No contexto estudado, a preocupação com a eficácia do sistema de
comunicação entre a aldeia e o serviço de saúde mostrou fazer mais sentido do que a
entrega do kit para fins de melhorar o suporte ao parto domiciliar.
Embora o uso dos objetos não corresponda ao esperado pelos idealizadores dos
cursos, tampouco encontrem um lugar claro no cenário do parto, o kit e o curso foram
valorizados nos discursos das mulheres e termos como “gostei”, “aprendi muito” e
“muito bom” foram frequentes. Ao final foram unânimes em considerar a experiência
positiva, mesmo diante de alguns desabafos pontuados (M1, M2, M3, M6, M7, M10),
como o incômodo por ficar sentada longos períodos, por considerar ter sido tratada
como kraré, por ter ficado longe da aldeia, por voltar sem presentes para os familiares.
Uma das formas de se analisar a questão é identificando-a com a noção de
poder simbólico e de violência simbólica trazida por Pierre Bourdieu23,24. O autor
descreve as relações de poder a partir de um espaço social, balizado por estruturas de
diferenças, gerados pela distribuição de poder e de tipos de capital (econômico, social,
cultural, simbólico, político e cultural étnico) nesse universo social. Assim, a violência
simbólica é um tipo de violência “que se exerce com a cumplicidade tácita dos que a
sofrem e também, com freqüência, dos que a exercem, na medida em que uns e outros
são inconscientes de exercê-la ou de sofrê-la”24 (p.22). Deste modo, a violência
simbólica não é percebida como tal; a condição de subalterno e dominante tende a
considerar a intervenção não como uma imposição, mas como algo natural, suprindo
uma lacuna ou deficiência quanto às representações ou ideias dominantes.
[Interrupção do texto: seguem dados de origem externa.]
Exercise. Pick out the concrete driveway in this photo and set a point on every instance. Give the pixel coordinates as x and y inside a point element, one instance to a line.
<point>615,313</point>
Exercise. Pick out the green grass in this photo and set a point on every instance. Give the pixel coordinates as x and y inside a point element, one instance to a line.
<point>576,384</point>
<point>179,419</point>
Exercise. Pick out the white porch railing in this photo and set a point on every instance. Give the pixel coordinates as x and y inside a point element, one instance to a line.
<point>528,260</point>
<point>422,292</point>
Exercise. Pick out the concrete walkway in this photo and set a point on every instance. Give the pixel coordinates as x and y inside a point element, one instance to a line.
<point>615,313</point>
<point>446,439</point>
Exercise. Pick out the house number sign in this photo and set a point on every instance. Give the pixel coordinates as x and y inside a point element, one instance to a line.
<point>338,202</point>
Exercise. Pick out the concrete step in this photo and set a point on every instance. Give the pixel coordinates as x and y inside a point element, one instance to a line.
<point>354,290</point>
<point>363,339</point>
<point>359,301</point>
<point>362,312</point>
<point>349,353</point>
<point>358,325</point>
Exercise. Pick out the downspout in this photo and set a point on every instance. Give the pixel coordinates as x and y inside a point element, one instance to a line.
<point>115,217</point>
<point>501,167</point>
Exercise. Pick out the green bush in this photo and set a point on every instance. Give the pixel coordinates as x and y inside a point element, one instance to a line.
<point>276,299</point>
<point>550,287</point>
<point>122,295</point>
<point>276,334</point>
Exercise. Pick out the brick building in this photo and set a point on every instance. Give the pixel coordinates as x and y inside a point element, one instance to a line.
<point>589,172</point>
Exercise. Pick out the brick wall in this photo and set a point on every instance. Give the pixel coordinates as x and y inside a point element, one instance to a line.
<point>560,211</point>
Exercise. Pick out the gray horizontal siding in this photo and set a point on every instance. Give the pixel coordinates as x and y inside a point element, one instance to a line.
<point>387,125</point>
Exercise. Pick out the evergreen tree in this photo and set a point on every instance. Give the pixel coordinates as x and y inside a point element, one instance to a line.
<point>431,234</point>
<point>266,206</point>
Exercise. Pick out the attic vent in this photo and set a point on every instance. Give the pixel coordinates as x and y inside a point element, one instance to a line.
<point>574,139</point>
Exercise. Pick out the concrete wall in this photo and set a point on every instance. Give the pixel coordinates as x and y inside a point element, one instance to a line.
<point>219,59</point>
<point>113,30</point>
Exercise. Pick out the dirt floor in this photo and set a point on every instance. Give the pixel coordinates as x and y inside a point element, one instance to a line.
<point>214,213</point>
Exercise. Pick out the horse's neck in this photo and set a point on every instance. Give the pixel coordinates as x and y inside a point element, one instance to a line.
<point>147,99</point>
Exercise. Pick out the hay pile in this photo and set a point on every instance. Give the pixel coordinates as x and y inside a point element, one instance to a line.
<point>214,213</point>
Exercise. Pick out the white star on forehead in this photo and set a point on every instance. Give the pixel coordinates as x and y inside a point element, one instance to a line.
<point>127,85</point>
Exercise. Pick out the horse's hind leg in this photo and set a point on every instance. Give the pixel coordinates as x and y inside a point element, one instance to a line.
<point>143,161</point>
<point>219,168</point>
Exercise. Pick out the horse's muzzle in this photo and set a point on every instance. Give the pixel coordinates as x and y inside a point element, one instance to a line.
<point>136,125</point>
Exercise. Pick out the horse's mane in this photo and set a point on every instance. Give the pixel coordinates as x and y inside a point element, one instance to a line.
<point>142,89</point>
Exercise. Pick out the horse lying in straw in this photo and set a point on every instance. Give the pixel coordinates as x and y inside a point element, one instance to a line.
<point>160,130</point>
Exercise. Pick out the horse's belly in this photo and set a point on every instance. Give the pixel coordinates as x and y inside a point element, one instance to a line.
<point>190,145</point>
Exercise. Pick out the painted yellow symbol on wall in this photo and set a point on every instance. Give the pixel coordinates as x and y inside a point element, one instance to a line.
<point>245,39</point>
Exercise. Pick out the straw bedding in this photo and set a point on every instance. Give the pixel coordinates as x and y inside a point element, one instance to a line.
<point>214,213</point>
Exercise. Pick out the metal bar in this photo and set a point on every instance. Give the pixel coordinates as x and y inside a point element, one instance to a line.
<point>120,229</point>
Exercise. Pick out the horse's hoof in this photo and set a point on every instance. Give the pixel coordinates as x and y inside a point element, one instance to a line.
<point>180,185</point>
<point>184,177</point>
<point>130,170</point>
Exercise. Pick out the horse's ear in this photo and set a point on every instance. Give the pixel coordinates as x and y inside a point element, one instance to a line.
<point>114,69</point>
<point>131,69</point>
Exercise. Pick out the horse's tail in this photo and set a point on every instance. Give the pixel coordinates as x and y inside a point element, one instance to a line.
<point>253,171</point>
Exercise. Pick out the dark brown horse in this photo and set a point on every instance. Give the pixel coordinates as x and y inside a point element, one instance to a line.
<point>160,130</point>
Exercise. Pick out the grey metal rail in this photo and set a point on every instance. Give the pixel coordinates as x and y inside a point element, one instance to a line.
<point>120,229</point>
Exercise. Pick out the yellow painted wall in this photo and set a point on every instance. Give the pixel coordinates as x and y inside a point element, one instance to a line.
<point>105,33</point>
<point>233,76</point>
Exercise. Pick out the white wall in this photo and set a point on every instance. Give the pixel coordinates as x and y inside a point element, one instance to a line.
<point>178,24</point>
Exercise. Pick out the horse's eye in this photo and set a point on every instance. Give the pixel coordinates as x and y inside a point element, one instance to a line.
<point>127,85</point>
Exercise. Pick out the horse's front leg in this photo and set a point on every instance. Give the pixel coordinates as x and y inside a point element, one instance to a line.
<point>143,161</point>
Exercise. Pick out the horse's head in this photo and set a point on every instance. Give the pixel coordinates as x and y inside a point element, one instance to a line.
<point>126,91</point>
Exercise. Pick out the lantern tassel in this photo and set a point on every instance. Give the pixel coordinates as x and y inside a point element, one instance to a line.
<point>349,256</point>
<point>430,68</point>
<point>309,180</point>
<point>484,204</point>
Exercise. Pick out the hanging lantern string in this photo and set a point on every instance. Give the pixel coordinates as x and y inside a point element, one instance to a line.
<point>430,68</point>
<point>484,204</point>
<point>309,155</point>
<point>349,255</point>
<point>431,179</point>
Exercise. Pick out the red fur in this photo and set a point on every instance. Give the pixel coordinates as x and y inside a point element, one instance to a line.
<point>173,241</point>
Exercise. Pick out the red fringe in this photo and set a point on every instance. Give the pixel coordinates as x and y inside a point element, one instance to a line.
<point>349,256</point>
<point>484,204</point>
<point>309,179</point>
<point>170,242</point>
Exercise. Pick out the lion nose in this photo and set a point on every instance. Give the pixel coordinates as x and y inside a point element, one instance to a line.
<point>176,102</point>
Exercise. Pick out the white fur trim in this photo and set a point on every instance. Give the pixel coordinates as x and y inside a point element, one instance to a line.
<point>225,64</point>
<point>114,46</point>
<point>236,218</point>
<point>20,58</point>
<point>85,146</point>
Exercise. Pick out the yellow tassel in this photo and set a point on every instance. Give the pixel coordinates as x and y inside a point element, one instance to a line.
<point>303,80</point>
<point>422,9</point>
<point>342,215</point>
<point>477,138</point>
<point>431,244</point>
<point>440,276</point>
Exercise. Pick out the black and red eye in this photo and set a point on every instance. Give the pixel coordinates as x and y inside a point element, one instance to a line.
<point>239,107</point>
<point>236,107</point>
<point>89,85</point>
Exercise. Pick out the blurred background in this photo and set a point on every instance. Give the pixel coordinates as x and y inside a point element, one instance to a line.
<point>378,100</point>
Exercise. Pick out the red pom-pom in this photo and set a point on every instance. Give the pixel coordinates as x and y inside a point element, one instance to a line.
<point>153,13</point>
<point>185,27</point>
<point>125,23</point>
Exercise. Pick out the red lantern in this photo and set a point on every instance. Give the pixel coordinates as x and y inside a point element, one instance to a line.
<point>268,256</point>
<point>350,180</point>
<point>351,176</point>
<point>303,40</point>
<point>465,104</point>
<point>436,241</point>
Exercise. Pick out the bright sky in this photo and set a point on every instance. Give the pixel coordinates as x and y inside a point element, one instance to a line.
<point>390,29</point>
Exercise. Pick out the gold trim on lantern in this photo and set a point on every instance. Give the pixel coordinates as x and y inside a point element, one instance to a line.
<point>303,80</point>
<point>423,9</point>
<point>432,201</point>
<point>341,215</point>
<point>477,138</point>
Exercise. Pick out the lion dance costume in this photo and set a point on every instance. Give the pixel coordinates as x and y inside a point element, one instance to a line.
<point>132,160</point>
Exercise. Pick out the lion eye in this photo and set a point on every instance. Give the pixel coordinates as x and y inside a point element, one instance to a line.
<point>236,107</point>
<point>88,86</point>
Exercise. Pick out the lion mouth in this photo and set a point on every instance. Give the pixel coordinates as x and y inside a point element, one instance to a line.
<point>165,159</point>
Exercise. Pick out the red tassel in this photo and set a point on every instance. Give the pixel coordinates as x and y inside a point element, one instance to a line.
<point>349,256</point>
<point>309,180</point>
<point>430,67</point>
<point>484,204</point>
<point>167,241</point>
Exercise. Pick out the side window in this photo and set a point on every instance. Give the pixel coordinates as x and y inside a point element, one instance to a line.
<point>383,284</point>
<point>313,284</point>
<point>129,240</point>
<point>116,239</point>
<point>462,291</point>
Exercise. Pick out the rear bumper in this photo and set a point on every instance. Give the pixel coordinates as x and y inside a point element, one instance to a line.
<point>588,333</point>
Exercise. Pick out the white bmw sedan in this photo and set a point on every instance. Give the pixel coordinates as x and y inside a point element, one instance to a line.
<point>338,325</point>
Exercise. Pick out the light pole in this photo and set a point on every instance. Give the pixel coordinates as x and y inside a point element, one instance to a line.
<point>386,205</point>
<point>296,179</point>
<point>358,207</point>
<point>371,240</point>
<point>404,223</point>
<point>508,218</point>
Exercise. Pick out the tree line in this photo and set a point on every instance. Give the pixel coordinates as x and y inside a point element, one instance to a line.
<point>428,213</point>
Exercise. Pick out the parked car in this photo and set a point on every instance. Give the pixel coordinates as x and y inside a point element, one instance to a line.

Seriam
75

modos imperceptíveis e eufemizados de dominação que dificultam ou impedem seu


reconhecimento.
É possível perceber que, no universo estudado, vários elementos dão forma aos
conceitos de Bourdieu23,24: o discurso em melhorar as condições do parto domiciliar - e
para isso se oferta conhecimentos e objetos da lógica dominante; o discurso das
mulheres reafirmando a experiência positiva, mas ao mesmo tempo, subvertendo os
objetos como uma forma de resistência; as implicações e conflitos da criação de uma
nova categoria profissional, antes inexistente naquele contexto.
Mesmo que se tome como ponto de partida a legítima preocupação com a
melhoria dos indicadores perinatais, o foco no saber/fazer da parteira é ainda uma
expressão do etnocentrismo, de modo geral, presente nas políticas públicas
direcionadas às minorias étnicas e que, no caso em análise, fragiliza a discussão de
estratégias mais eficazes para o alcance dos objetivos.
Uma experiência da Secretaria de Saúde do Estado de São Paulo, no início dos
anos 2000, propôs resgatar a medicina tradicional através de um projeto que levou a
publicação da Resolução SS07 de 19/01/2004 revogada pela SS72 de 15/07/2008 25
que resguardam algumas tradições, propondo tratamento diferenciado às mulheres
indígenas em hospitais que sejam referência a esse público. No desenvolvimento desse
projeto é citada a entrega do “kit da parteira indígena”, elaborado pelas próprias
mulheres6,26. De acordo com Thomaz26 (p.53)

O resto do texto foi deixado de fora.